Beef is considered a low-calorie meat. There is too little fat in its fibers, so the kebab after frying turns out to be dryish and slightly bland. However, there are recipes with which you can return the meat to its former juiciness: either stuff the meat with small pieces of unsalted fat and artificially create “marble meat” or bread the meat pieces in breadcrumbs and an egg.

For beef skewers, tenderloin and sirloin are considered the most suitable.

Important ADVICE!
Beef should be marinated in sparkling water. Firstly, cut the soaking time in half, and secondly, such a marinade will not interrupt the true taste of meat.

Mutton. Shish kebab from a young lamb is a heavenly delight. In the cookbooks of the Caucasus, lamb occupies a significant place. And although the lamb kebab is harsh, it has an unsurpassed taste and aroma, and it also goes well with vegetables.

For shish kebab, leg of lamb, ribs or shoulder blades are ideal. And one more nuance: lamb skewers tend to freeze quickly. So the main thing is not to miss the very moment of readiness and taste a chic barbecue.

Meat taste and color

Near the meat counter, keep your eyes peeled. Meat sellers know a lot of tricks on how to turn not quite fresh meat into a product that caresses your eyes and lulls your vigilance. So before you send the meat to the basket, look not only at the price tag, but first of all at the product itself.

The color of the meat should be uniform, without any inclusions and spots, and natural. Subtle meat connoisseurs even highlight such a characteristic of high-quality, fresh meat as a glossy color, that is, bright, saturated and without a matte coating.

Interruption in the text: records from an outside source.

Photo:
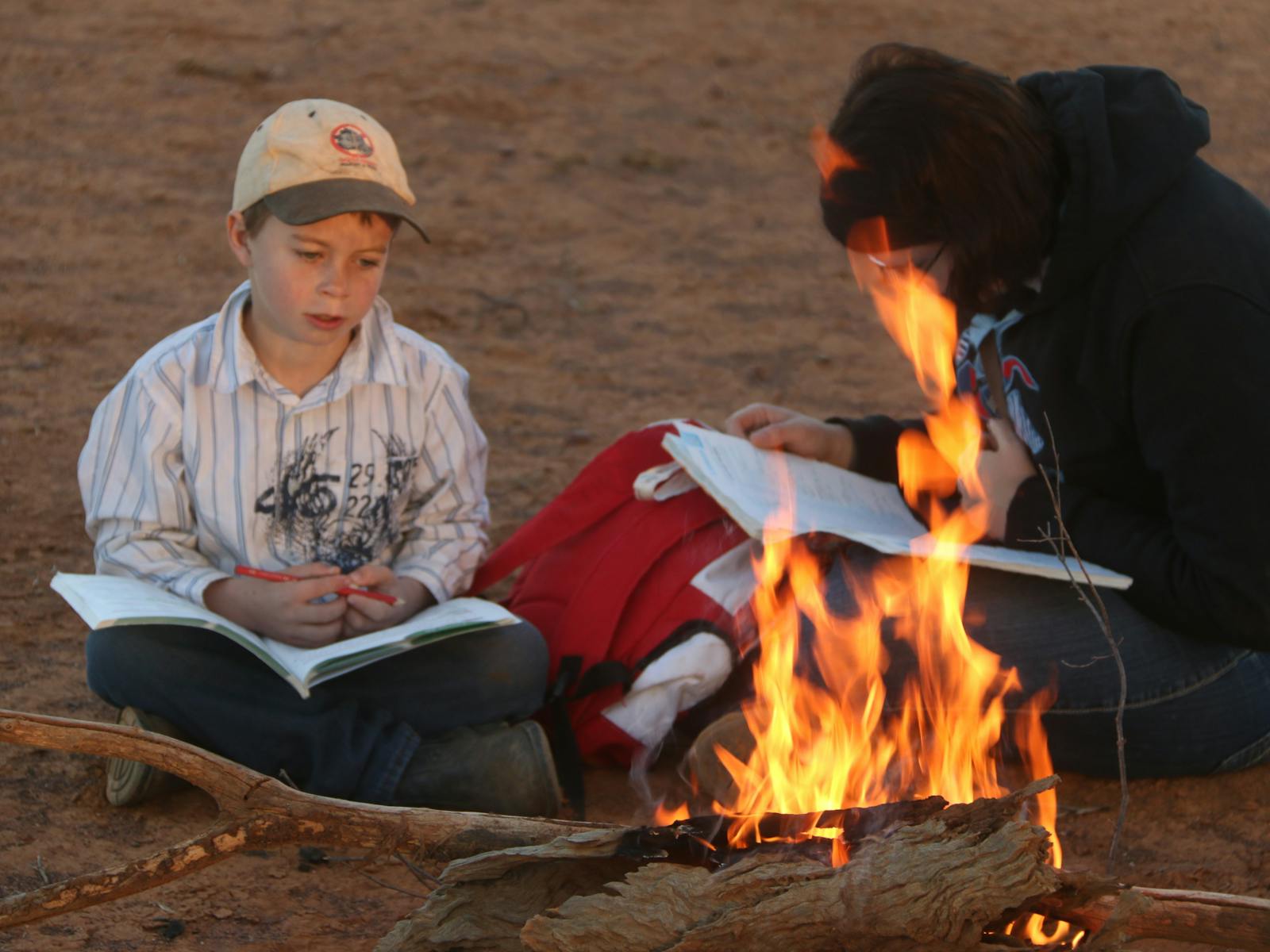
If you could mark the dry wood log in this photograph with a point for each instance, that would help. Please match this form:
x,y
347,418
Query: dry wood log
x,y
933,884
772,895
1146,913
257,812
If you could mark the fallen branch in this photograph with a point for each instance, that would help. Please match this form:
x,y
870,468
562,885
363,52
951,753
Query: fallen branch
x,y
257,812
949,880
1179,916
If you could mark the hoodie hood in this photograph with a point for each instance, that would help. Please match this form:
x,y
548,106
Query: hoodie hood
x,y
1128,133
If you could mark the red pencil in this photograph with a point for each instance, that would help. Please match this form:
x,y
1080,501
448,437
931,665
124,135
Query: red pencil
x,y
283,577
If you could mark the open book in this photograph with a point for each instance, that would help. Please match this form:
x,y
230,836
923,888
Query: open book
x,y
103,601
751,486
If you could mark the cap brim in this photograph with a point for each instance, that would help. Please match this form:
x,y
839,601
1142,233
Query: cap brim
x,y
314,201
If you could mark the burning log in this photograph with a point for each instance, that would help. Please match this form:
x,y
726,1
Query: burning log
x,y
948,880
257,812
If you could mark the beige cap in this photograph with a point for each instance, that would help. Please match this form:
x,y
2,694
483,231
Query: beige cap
x,y
315,158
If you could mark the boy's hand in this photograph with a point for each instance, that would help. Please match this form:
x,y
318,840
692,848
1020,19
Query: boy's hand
x,y
1000,469
778,428
285,611
366,615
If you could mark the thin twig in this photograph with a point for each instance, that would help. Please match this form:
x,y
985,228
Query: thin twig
x,y
391,886
1062,545
422,875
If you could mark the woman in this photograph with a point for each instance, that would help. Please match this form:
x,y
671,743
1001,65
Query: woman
x,y
1121,289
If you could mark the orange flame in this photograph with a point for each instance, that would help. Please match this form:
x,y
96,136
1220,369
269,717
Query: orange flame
x,y
829,156
664,816
844,742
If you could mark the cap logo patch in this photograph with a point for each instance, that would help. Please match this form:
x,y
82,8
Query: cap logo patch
x,y
352,143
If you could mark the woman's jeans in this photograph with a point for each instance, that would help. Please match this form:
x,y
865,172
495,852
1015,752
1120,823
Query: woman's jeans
x,y
1193,708
353,736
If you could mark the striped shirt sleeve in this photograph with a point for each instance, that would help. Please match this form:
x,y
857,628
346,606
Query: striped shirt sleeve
x,y
444,537
137,501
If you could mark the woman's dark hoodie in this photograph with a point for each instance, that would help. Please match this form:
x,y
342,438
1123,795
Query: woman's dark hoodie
x,y
1146,353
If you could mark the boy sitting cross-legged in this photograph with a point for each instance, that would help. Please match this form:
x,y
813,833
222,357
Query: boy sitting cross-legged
x,y
302,431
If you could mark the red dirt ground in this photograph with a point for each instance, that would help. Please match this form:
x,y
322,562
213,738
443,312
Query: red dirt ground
x,y
624,221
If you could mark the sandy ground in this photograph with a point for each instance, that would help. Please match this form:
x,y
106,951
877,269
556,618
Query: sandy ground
x,y
624,225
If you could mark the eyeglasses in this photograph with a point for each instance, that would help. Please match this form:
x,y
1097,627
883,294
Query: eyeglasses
x,y
907,267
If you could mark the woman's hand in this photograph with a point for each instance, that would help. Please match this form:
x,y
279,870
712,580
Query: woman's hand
x,y
366,615
285,611
778,428
999,471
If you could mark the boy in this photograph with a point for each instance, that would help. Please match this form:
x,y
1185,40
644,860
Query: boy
x,y
302,431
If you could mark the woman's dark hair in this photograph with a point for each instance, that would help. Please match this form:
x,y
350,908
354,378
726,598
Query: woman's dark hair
x,y
945,152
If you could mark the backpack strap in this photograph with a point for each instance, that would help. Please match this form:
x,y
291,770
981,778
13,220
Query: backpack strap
x,y
991,361
602,486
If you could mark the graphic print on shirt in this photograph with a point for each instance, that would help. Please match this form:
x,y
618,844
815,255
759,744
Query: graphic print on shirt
x,y
315,517
1015,380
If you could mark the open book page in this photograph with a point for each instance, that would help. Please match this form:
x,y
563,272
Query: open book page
x,y
450,619
106,601
787,494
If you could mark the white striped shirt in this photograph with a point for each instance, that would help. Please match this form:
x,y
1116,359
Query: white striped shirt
x,y
198,461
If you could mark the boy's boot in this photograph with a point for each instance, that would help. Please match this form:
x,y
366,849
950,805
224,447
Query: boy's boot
x,y
495,768
130,782
702,765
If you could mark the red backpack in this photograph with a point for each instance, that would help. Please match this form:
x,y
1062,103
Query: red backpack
x,y
607,579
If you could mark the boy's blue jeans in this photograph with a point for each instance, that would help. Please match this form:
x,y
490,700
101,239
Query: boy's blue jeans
x,y
1193,708
353,736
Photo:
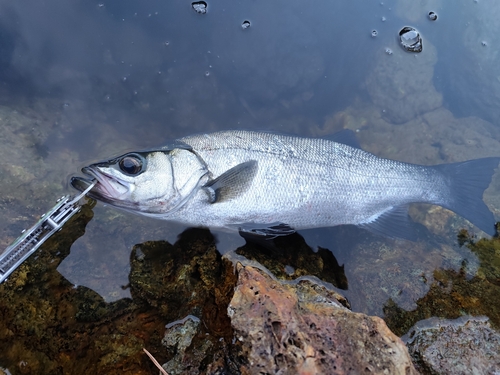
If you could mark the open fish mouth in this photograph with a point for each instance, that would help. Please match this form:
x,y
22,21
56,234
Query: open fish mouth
x,y
106,189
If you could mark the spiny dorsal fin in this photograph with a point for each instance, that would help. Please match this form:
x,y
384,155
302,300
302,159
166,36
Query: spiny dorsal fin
x,y
231,183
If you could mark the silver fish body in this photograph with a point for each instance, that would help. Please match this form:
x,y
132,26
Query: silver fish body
x,y
273,184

Normal beef is red in color with white or cream streaks of fat. If the color of the meat is closer to brown, it means that it has not been languishing in the window for the first week. The characteristic color of pork is pinkish red. Experts say: the darker the meat, the older the pig was, which means that the meat will be more rigid and muscular.

By the color of lamb, you can immediately determine whether the animal was young or old. The color varies too much: the meat of a young lamb is light red, and that of an older one is dark, red-brown.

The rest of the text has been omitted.